Just an update (looks like I lost my window of opportunity to edit my original post), I called the local (and only) major Chevy dealership. They confirmed that yes, it does need to be programmed, and they can program it for $110 bucks. Far less than I anticipated.

Likewise, a used but "like new" ABS module matching the exact #'s I need can be had online for 80.

I'm thinking that might be the best route to go. I was hoping I could avoid programming it, but given the price for this particular vehicle, I might just do that.

Only thing is, I'm assuming that the ABS is effectively "not safe" if the unit is not programmed -- keyword being assuming, as I'd suspect the ABS not being programmed would mean it's not quite calibrated and may act up on the trip. Perhaps I can just yank the ABS fuse to effectively kill that system from working so I can drive the vehicle out with ABS disabled, pop the fuse back in, and have them program it there. Hmm...


----------



## Brainbucket (Mar 30, 2015)

Man I do this all the time. I get a used EBCM (Electronic Brake Control Module), install it on the vehicle and reflash it. If your a IT guy then you'll understand when the modules (Computers) wake up and shake hands, it's the VIN numbers that it's comparing. VIN #'s don't match it shuts down and won't start. The VIN numbers are in each major module. So get a used module with the same service numbers on it and have a local shop that can reprogram (reflash) the car. ACDelco website https://www.acdelcotds.com/acdelco/action/home is where they will go to buy the subscription to get the data they need to reflash. Round $60.00 my cost for 2 or 3 days I believe. And you need a J2534 passthru device. I have the CarDAQ-M. Love it.:vs_cool: Also if he put an autozone part on there, I would go somewhere else and get a good part.


----------



## roasted (Jan 23, 2012)

Thanks for the insight Brainbucket! Given the most recent news that I can get it programmed locally, I may just do that. I understand disconnecting the negative terminal from the battery is a pretty important step when replacing the ABS/EBCM module - sound about right?
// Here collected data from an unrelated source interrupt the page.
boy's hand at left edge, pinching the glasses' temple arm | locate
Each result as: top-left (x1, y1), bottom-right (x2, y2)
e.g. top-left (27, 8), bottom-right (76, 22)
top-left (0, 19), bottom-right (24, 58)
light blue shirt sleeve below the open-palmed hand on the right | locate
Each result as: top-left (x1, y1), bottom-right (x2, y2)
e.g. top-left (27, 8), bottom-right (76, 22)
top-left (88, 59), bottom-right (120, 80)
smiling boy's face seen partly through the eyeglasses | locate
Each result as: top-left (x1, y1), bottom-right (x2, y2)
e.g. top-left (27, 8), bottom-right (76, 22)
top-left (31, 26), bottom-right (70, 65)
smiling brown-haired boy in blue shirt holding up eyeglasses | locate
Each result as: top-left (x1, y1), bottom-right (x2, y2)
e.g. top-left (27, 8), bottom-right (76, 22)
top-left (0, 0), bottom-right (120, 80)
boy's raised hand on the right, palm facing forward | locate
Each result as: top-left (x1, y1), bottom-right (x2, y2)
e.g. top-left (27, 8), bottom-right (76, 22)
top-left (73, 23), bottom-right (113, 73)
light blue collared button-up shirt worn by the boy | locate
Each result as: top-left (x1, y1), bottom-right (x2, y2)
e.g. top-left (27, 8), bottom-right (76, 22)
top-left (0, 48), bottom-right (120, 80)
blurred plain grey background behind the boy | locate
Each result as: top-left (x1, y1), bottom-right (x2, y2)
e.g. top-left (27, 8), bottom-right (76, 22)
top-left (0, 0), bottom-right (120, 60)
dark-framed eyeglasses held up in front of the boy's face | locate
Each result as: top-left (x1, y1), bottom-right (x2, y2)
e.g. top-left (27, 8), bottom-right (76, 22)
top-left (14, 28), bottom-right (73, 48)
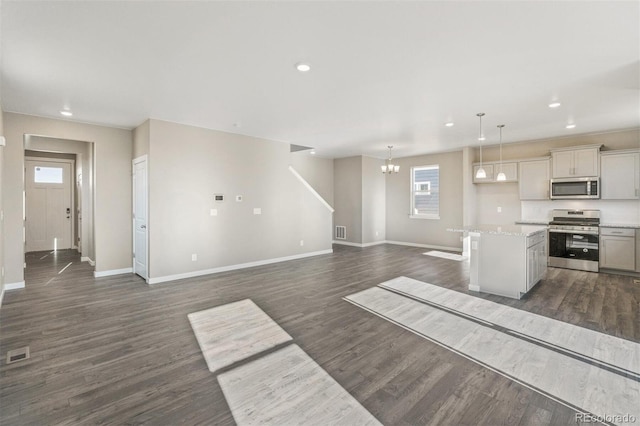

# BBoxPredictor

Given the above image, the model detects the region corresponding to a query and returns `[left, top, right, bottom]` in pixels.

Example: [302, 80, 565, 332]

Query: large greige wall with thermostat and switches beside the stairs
[146, 120, 333, 280]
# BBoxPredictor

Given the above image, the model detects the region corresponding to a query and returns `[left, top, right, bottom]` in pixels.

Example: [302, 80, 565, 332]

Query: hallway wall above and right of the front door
[24, 135, 95, 260]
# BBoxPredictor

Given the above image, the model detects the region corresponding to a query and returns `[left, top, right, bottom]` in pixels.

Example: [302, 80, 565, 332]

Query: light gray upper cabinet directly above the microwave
[551, 145, 602, 178]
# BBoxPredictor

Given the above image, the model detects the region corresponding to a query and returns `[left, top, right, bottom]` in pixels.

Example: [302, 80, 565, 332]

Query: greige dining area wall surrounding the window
[386, 151, 463, 249]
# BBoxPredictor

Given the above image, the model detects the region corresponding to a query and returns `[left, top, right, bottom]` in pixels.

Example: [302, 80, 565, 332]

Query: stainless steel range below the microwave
[549, 209, 600, 272]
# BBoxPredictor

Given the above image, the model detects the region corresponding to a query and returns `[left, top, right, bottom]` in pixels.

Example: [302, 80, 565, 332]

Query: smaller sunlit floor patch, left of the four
[187, 299, 291, 372]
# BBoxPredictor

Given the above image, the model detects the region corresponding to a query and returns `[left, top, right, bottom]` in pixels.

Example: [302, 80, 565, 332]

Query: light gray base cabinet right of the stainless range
[600, 227, 636, 271]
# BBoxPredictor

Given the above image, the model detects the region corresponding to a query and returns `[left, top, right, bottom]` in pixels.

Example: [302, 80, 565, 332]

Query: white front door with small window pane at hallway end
[25, 159, 73, 252]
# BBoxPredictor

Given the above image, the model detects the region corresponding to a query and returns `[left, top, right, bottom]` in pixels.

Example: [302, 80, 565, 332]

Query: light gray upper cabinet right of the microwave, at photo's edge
[600, 150, 640, 200]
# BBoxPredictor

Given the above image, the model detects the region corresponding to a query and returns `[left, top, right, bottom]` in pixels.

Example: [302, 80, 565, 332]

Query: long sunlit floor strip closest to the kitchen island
[379, 277, 640, 376]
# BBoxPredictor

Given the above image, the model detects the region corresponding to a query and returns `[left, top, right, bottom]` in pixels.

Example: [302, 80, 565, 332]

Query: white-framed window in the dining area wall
[411, 164, 440, 219]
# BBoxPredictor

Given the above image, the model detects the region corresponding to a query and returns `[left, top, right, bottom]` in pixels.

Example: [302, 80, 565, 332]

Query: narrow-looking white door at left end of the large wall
[133, 156, 148, 280]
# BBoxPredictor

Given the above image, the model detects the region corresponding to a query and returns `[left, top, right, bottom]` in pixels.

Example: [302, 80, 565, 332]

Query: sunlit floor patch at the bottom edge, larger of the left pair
[218, 344, 380, 426]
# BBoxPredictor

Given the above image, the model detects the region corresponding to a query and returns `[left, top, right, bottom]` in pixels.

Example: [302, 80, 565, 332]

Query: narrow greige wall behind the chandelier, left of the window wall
[362, 157, 389, 244]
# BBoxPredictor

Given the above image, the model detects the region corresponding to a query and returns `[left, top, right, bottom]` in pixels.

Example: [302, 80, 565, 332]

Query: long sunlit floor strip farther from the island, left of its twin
[345, 287, 640, 419]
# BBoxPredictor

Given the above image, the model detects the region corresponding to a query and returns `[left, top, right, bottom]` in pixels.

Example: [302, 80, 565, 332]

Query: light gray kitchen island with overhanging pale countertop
[448, 225, 547, 299]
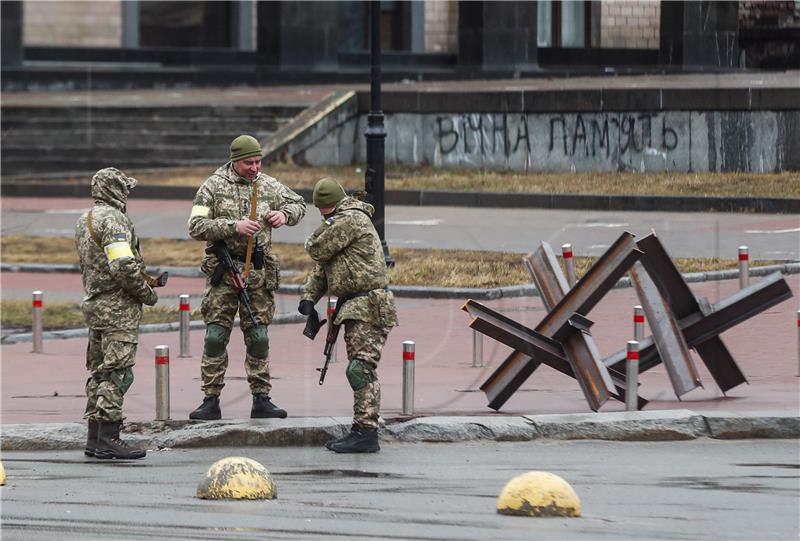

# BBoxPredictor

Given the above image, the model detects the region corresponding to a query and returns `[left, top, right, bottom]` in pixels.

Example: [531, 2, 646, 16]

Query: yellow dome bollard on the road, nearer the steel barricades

In my mind, this is what I was leaning towards:

1) Disconnect negative from car battery
2) Replace ABS module
3) Yank ABS fuse to disable ABS system
4) Plug in negative from car battery
5) Drive to dealership and have them program the unit

Think that'd fly?


----------



## Brainbucket (Mar 30, 2015)

Sounds good to me. On the battery. ALWAYS disconnect negative first and connect negative last. The systems are protected on the negative side from voltage spikes but not on the positive side. Voltage spikes kills computers and modules.:vs_cool:


----------



## roasted (Jan 23, 2012)

Well, I got the ABS module in yesterday and installed it today. It was a piece of cake to install. Took me more time to remove the steel arms covering my battery, and then disconnect my battery, than it took to replace the actual module itself.

Only catch is I couldn't get it programmed today. Dealership was too hammered of customers. Fortunately for me, they have bankers hours, so it looks like I'll have to take off work just to get this nonsense thing programmed.

The only thing I took note of is that before, both Car Gauge Pro and Torque Pro would clear the ABS error codes (only for them to come up again after a few minutes). Following the replacement of this ABS module, neither app will clear the ABS code. I assume this is due to the lack of programming, but it's going to make me feel a bit weird/suspicious until I can get it programmed to check for myself.


----------